Pelligra Gustavo, Abdellatif Mohamed A, Lee Shoo K
Division of Neonatology, Department of Pediatrics, Children's and Women's Health Centre of British Columbia, University of British Columbia, Vancouver, British Columbia.
Paediatr Child Health. 2008 Feb;13(2):99-103.
The aim of the present retrospective study was to describe the use of nasal continuous positive airway pressure (NCPAP) and the prevalence of bronchopulmonary dysplasia (BPD).
Data from 1526 neonates with gestational age less than 32 weeks, admitted to Children's and Women's Health Centre of British Columbia (Vancouver, British Columbia) between period 1 (1996 to 2000) and period 2 (2000 to 2004) were analyzed. The use of respiratory therapies and outcomes were retrospectively compared before and after the introduction of a NCPAP approach to respiratory support.
A significant increase in the use of NCPAP was noted between periods 1 and 2 (60% versus 71%), as well as a significant reduction in the use of surfactant (50% versus 41%), postnatal steroids (30% versus 10%) and the need for mechanical ventilation (77% versus 64%). In period 2, there was a significant reduction in the prevalence of BPD at 28 days (33% versus 26%), higher prevalence of severe retinopathy of prematurity (3% versus 6%) and less periventricular leukomalacia (4% versus 2%).
A significant increase in the use of NCPAP therapy in the neonatal unit has been associated with a decrease in the use of more invasive therapies. The incidence of BPD has decreased if defined as need for supplemental oxygen at 28 days of age, but not when the 36 weeks' postconceptional age criterion was used. NCPAP therapy may decrease the use of more invasive therapies and may improve respiratory outcomes. The impact of this intervention on nonrespiratory outcomes warrants further investigation.
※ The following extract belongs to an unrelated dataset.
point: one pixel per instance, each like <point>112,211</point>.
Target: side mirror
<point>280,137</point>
本回顾性研究旨在描述经鼻持续气道正压通气(NCPAP)的使用情况以及支气管肺发育不良(BPD)的患病率。
分析了1526例孕龄小于32周的新生儿的数据,这些新生儿于第1阶段(1996年至2000年)和第2阶段(2000年至2004年)期间被收治入不列颠哥伦比亚省儿童与妇女健康中心(不列颠哥伦比亚省温哥华)。回顾性比较了采用NCPAP呼吸支持方法前后的呼吸治疗使用情况及结局。
在第1阶段和第2阶段之间,NCPAP的使用显著增加(60%对71%),同时表面活性剂的使用显著减少(50%对41%)、产后类固醇的使用显著减少(30%对10%)以及机械通气需求显著减少(77%对64%)。在第2阶段,28天时BPD的患病率显著降低(33%对26%),重度早产儿视网膜病变患病率更高(3%对6%),脑室周围白质软化症更少(4%对2%)。
新生儿病房中NCPAP治疗的使用显著增加与侵入性更强的治疗方法使用减少相关。如果将BPD定义为28日龄时需要补充氧气,则其发病率有所下降,但采用孕龄36周标准时则不然。NCPAP治疗可能会减少侵入性更强的治疗方法的使用,并可能改善呼吸结局。这种干预对非呼吸结局的影响值得进一步研究。